I think the best way to think about your two-form would be in terms of its 'dual', by which I mean

$$e^{ij} \omega_{ij}$$

where $$\omega_{ij}$$ the components of the two-form in a local coordinate frame, and $$e^{ij}$$ is the completely anti-symmetric matrix. This is a scalar function, and it is what you integrate to get the integral of $$\omega$$ over the torus.

$$\int_{T^2} \omega = \sum_{patches} \int_{\mathbb{R}^2} d^2 xe^{ij} \omega_{ij}$$

When the orientation changes between adjacent tubes, the sign of this 'dual' flips. So the when you integrate over your even number of tubes, the contribution adjacent tubes cancel each other, and the integral is zero.

You can think of this 'dual' as the single $$dx \wedge dy$$ component of the exterior derivative of the one-form you need. Call the one-form $$v$$. Then$$d v = \omega$$, i.e.:

$$dv = (\frac{\partial v^x}{\partial y} - \frac{\partial v^y}{\partial x}) dx \wedge dy = e^{ij} \omega_{ij} dx \wedge dy$$

up to a factor. So the curl appearing in the middle expression is our dual, and changes sign between adjacent tubes. $$v$$, when viewed as a vector field, will have arrows that point around each each tube. Their magnitude increases as you go length-wise along the tube. When you cross to the next tube they will start decreasing in size again. This will alternate between the tubes. You can check that the curl of this sort of vector field changes sign appropriately between tubes.

3. May 1, 2010

### lavinia

thank you. I was able to figure this out yesterday as well.

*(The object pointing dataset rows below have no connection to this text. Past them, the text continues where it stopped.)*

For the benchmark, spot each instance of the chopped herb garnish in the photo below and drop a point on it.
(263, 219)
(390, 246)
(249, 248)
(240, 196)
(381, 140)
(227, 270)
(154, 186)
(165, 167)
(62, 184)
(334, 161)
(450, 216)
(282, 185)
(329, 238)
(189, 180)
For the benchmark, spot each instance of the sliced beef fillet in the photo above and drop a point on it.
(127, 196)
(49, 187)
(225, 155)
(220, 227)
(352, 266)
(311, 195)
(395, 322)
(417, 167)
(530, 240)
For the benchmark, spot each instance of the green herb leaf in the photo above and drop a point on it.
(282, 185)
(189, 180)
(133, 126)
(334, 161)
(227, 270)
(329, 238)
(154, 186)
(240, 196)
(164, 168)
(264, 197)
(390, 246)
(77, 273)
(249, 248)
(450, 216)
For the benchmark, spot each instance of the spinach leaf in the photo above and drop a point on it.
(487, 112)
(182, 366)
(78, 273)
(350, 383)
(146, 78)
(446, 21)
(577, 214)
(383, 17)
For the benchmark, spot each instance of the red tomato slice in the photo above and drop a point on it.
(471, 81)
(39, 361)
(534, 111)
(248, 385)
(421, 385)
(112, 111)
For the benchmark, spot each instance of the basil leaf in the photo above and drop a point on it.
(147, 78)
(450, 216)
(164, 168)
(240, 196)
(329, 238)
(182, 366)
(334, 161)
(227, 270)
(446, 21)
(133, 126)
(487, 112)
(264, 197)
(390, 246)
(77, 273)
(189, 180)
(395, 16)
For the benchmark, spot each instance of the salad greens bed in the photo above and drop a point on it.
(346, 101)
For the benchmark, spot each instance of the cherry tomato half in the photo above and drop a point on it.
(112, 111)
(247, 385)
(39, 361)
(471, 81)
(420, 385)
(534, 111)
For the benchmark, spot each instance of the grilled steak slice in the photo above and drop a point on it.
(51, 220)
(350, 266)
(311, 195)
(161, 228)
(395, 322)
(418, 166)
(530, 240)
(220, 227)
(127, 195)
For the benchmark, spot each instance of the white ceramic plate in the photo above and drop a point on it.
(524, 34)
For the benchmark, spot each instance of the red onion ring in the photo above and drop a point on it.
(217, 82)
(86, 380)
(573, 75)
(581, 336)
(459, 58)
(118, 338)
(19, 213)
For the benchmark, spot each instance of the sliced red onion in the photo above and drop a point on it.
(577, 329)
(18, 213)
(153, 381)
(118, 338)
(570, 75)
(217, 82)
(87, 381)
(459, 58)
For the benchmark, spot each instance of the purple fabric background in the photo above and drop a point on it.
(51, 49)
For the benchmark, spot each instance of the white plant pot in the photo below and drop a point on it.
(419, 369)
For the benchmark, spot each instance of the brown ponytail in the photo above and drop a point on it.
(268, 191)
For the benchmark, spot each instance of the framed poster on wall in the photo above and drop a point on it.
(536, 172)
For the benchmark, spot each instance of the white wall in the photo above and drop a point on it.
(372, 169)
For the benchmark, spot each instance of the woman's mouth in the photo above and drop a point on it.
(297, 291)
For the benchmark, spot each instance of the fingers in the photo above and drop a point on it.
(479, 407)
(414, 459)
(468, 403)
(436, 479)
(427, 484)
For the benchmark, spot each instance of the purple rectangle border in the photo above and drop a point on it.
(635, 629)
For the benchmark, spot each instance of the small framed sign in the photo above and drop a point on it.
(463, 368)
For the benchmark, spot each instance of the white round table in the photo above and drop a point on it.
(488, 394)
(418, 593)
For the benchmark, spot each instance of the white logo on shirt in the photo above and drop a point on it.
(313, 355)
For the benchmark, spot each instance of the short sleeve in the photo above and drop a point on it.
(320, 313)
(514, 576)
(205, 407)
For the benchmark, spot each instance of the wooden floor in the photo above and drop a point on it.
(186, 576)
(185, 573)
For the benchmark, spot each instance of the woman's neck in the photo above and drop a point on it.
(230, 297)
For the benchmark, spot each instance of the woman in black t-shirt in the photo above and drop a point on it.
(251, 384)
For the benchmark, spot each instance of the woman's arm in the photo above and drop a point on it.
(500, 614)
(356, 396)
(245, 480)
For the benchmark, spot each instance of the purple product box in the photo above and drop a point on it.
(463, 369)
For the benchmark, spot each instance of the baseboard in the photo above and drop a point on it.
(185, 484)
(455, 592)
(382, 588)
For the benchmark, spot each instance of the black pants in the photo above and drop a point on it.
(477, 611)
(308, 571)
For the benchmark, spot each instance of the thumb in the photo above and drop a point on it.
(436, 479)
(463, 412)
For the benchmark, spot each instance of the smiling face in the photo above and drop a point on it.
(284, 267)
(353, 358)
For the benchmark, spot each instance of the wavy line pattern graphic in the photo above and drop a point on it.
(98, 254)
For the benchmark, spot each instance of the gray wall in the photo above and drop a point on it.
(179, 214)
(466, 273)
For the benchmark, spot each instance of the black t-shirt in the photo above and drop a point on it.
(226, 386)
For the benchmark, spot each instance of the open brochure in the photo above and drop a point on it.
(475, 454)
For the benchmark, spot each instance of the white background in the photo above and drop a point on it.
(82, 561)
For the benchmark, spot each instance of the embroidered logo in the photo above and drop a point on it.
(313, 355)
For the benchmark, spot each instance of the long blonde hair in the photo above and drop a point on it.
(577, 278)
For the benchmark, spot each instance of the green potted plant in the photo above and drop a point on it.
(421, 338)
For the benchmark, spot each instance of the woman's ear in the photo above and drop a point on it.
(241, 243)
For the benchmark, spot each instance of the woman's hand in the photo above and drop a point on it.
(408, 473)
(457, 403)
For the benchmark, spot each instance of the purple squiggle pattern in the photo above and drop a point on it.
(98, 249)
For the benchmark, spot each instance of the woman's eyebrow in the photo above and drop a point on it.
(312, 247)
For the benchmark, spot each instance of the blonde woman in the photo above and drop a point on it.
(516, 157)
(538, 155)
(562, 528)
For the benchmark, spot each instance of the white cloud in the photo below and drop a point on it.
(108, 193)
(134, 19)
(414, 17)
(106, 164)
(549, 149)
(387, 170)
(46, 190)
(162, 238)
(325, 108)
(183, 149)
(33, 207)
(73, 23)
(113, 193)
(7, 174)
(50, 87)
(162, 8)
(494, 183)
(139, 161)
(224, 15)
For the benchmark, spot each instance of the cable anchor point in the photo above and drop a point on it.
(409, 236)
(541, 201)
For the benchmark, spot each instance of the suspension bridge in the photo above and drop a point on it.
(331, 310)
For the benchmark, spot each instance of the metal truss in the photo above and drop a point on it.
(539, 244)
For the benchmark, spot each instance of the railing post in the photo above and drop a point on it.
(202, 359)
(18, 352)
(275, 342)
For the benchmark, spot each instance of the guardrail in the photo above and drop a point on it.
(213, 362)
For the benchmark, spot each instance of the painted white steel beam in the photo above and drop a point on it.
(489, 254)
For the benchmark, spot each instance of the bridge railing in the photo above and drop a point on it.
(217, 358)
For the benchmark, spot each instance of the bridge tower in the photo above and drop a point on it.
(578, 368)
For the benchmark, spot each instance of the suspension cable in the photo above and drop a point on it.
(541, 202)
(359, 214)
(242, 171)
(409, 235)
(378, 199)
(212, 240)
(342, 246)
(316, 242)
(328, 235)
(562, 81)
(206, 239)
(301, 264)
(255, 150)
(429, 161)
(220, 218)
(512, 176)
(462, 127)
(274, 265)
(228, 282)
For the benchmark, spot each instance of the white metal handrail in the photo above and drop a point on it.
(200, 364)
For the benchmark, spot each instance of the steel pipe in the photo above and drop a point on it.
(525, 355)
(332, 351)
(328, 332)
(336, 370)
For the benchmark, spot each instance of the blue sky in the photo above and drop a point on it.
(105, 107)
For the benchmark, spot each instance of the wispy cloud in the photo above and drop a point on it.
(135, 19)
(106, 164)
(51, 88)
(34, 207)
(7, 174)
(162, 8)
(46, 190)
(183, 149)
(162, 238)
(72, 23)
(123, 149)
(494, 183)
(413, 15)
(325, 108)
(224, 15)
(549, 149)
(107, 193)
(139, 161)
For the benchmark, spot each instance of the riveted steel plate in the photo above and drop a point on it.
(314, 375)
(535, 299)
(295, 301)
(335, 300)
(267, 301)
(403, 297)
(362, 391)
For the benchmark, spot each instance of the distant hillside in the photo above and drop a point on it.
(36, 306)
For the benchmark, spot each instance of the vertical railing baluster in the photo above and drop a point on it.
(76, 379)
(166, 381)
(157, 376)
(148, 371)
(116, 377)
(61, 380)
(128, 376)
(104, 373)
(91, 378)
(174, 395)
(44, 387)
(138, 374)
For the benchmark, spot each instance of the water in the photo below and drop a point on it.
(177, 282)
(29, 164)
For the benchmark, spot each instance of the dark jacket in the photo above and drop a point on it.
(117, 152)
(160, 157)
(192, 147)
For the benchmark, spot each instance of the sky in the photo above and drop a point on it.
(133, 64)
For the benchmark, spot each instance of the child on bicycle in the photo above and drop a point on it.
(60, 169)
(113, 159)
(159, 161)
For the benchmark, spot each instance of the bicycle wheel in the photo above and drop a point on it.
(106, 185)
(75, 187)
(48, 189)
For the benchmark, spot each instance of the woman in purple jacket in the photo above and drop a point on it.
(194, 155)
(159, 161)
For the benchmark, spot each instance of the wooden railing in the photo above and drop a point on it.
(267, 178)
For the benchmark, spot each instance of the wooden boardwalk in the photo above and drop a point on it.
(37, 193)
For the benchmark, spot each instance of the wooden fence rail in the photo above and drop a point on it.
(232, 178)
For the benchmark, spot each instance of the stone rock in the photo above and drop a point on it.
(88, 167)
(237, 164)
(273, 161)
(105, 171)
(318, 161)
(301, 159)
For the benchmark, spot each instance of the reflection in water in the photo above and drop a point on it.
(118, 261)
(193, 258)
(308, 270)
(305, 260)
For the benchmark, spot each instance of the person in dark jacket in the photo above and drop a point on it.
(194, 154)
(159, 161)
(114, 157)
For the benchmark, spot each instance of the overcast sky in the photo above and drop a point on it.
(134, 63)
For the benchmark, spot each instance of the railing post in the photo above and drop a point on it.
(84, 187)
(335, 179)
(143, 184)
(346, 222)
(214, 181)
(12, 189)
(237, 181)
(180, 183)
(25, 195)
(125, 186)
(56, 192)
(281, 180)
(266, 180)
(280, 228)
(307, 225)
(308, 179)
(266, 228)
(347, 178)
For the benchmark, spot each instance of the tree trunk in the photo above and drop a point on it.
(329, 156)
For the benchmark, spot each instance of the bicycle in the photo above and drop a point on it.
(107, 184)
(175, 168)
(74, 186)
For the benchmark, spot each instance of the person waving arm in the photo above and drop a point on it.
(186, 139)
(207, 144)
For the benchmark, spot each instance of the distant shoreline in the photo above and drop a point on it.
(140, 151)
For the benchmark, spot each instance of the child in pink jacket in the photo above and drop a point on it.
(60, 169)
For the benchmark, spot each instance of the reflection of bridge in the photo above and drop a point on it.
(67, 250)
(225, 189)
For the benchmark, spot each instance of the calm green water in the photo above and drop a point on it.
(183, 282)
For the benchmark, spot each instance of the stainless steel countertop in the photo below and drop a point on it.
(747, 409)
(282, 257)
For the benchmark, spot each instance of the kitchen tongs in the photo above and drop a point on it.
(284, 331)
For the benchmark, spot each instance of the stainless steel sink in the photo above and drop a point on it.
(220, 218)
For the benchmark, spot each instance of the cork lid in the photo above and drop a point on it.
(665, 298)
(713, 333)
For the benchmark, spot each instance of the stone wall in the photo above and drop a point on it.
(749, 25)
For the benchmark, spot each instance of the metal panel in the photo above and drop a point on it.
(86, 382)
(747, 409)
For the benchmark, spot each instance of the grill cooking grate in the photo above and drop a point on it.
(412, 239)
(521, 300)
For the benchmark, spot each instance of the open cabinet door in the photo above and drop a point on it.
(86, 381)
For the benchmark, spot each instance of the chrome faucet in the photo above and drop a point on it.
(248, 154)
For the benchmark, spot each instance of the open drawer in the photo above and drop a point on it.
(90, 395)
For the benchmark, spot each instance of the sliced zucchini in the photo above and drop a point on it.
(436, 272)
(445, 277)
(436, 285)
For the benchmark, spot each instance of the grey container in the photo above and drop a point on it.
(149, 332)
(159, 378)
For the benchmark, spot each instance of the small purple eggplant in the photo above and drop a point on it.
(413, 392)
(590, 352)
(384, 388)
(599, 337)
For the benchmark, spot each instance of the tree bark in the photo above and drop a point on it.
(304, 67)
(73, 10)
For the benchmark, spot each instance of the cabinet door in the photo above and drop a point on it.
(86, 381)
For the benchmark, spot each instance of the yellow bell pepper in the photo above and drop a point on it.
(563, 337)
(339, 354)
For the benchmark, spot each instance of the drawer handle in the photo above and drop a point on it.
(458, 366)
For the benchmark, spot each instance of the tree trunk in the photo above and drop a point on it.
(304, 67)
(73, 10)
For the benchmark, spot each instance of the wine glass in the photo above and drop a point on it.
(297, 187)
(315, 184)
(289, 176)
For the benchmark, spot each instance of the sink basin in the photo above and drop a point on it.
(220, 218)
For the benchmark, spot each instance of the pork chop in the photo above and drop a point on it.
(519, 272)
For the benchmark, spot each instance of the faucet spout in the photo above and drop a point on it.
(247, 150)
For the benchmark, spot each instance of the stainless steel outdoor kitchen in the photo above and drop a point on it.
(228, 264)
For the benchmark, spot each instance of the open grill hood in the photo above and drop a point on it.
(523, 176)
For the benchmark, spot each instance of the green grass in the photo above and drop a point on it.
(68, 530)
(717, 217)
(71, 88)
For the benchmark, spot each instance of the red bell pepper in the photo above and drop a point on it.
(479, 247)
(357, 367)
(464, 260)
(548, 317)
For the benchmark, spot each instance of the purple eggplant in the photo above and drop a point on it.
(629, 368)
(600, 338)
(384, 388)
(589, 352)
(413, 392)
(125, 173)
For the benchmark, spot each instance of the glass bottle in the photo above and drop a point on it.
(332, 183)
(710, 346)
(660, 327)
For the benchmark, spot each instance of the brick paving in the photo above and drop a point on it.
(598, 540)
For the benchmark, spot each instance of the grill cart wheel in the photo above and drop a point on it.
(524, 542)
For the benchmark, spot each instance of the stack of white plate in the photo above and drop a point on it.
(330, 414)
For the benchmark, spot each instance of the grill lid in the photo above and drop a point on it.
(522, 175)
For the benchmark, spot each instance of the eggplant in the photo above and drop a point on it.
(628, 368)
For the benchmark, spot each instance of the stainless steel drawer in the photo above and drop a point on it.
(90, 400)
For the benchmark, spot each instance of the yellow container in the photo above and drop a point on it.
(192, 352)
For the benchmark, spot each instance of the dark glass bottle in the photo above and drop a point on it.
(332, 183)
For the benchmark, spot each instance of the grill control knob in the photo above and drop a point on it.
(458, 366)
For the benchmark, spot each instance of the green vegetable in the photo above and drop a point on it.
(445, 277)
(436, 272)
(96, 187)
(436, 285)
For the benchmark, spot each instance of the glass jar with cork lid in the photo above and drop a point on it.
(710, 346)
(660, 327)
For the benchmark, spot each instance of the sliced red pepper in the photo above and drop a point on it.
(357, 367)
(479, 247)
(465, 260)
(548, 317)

I just integrated along the x direction(the direction the coordinate direction that connects the boundary circles. Since the form changes sign form tube to tube, these integrals all fit together across the entire torus with the right choice of integration constants. As you said, you get a form that points in the y direction and oscillates in magnitude, increasing on one tube then decreasing on the next.

Last edited: May 1, 2010